JACKSON-MILTON School board accepts new contract



Employees will begin making small health-care premium contributions.
LAKE MILTON -- The Jackson-Milton school board has approved a three-year contract granting 3 percent annual pay increases to its secretaries, food service workers, bus drivers, classroom aides and custodians.
The 60 employees, represented by the Ohio Association of Public School Employees union, range in annual pay from $3,312 for the lowest paid part-time cook to $25,292 for the highest paid full-time custodian. The union workers unanimously ratified the contract, which is retroactive to July 1, on Aug. 9, said school Superintendent Warne Palmer.
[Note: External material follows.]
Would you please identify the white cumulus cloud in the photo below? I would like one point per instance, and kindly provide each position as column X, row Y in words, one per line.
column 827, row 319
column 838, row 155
For the first time, the employees will begin contributing toward their combined health and life insurance premiums at the monthly rate of $10 for single coverage and $25 for family coverage. The board pays premiums of $661 a month per employee for single coverage and $1,577 a month for family coverage. The health insurance includes drug, medical, dental and vision care.
Contract details
In the new contract, which the board ratified Thursday, new employees hired after July 1 of this year and working between 20 and 35 hours a week will be eligible only for single coverage paid for by the board. Under the old contract, they could get board-paid family coverage, even if they only worked 20 hours a week. New full-timers working 35 or more hours a week still can get family coverage paid for by the board.
The new contract also switches the employees from a traditional health insurance plan, under which they got equal coverage no matter what doctors or hospitals they used, to a preferred provider organization, under which they'll get fuller coverage if they go to the preferred doctors or hospitals belonging to the plan.
The switch to the PPO will save the district more than $125,000 a year for all of the district's employees, said John Zinger, treasurer.
The first day of school for teachers will be Aug. 30, and the first day for students will be Sept. 8.
The next school board meeting will be at 6:30 p.m. Sept. 16 at the elementary school and will include a one-hour roundtable discussion of levy and bond issue options and future visions for the schools. Three years ago, the voters turned down a 10-mill bond issue that would have gone toward replacement of both the elementary and high school buildings.